2009年基金委重大项目:有机/无机复合半导体材料的基础研究

   半导体材料作为信息科学技术物质基础的主体,半个多世纪来发挥着巨大的作用,随着信息科学技术的迅猛发展,推动着信息光电技术向可再生、超快响应、超高容量和高集成度方向发展;近年来随着能源危机的凸显和环保意识的普及,对发展高效光电、电光转换半导体材料的需求日益迫切,对半导体材料及相关器件的制造过程提出了简化工艺、降低能耗等方面的要求。但现有半导体材料已难以胜任。20世纪80年代发展起来的有机/无机复合半导体材料通过结构复合、功能复合而兼具了有机材料的设计多样性、柔性、易加工性和无机材料的高载流子迁移率、高稳定性的优点,并往往产生协同优化效应,是一类含有两种及两种以上有机和无机组分并具有半导体性质的新型复合功能材料,成为信息和能源未来发展的关键材料之一。而由复合带来的新现象、新结构、新效应等一系列新的科学问题亟待解决,以推动材料科学自身的发展。

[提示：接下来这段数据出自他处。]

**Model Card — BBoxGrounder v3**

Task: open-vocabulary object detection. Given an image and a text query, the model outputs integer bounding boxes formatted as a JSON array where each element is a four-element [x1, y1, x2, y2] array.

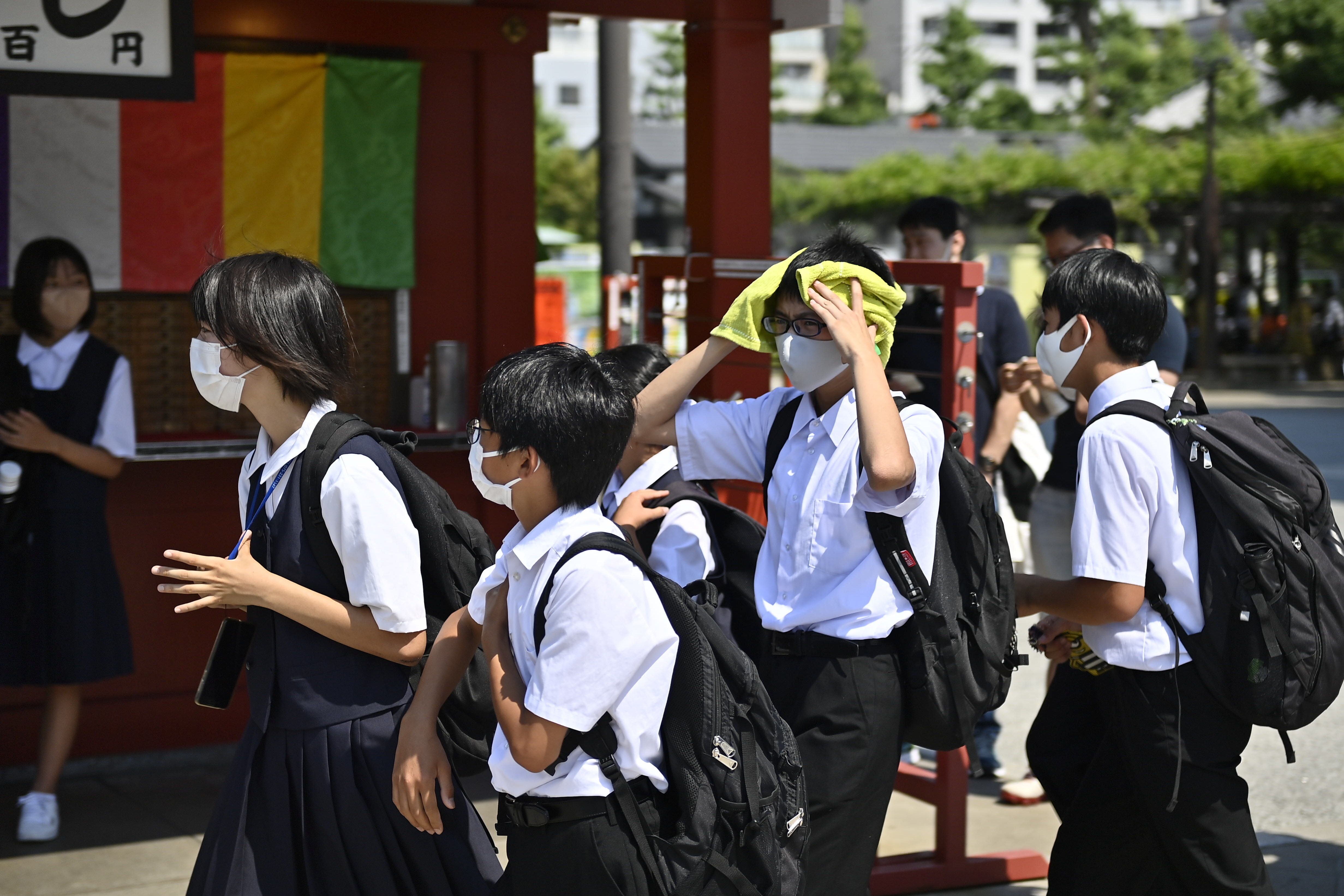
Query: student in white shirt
[[153, 253, 501, 896], [597, 343, 726, 588], [0, 238, 136, 841], [634, 231, 943, 896], [392, 343, 677, 896], [1016, 249, 1273, 896]]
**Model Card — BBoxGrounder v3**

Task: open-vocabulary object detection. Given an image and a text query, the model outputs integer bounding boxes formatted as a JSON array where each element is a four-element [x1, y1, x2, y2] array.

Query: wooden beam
[[195, 0, 547, 55]]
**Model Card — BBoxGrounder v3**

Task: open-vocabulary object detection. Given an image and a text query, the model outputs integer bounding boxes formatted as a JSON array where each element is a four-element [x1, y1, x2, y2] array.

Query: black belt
[[765, 631, 894, 657], [495, 776, 659, 835]]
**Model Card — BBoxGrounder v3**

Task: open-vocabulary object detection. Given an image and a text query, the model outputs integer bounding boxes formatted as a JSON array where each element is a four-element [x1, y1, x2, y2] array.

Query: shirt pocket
[[808, 500, 867, 571]]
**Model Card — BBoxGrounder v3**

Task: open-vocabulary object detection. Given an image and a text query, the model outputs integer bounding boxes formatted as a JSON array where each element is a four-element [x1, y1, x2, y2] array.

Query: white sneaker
[[19, 791, 61, 842]]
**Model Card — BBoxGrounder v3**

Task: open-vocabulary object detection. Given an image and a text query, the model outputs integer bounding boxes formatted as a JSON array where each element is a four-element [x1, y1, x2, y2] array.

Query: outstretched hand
[[611, 489, 669, 531], [151, 531, 276, 613], [808, 277, 878, 364]]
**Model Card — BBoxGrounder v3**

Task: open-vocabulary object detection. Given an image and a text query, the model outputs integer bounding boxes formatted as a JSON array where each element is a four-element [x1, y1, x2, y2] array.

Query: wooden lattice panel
[[0, 291, 392, 438]]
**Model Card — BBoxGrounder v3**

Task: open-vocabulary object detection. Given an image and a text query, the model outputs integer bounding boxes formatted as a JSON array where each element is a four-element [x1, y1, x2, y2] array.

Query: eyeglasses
[[761, 314, 826, 339], [466, 419, 495, 445]]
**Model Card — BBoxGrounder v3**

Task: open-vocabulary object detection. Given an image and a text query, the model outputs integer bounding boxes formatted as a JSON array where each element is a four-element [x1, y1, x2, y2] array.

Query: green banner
[[321, 56, 421, 289]]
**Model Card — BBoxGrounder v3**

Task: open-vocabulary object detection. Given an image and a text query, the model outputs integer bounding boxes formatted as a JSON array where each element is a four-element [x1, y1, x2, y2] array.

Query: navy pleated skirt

有机/无机复合半导体材料的研究具有大跨度的多学科交叉特点,是材料科学中最活跃、最具创新潜力和发展空间的研究方向之一,有很强的前瞻性,属于《国家中长期科学和技术发展规划纲要(2006~2020年)》和《国家自然科学基金“十一五”发展规划》中优先发展的信息、能源和新材料领域。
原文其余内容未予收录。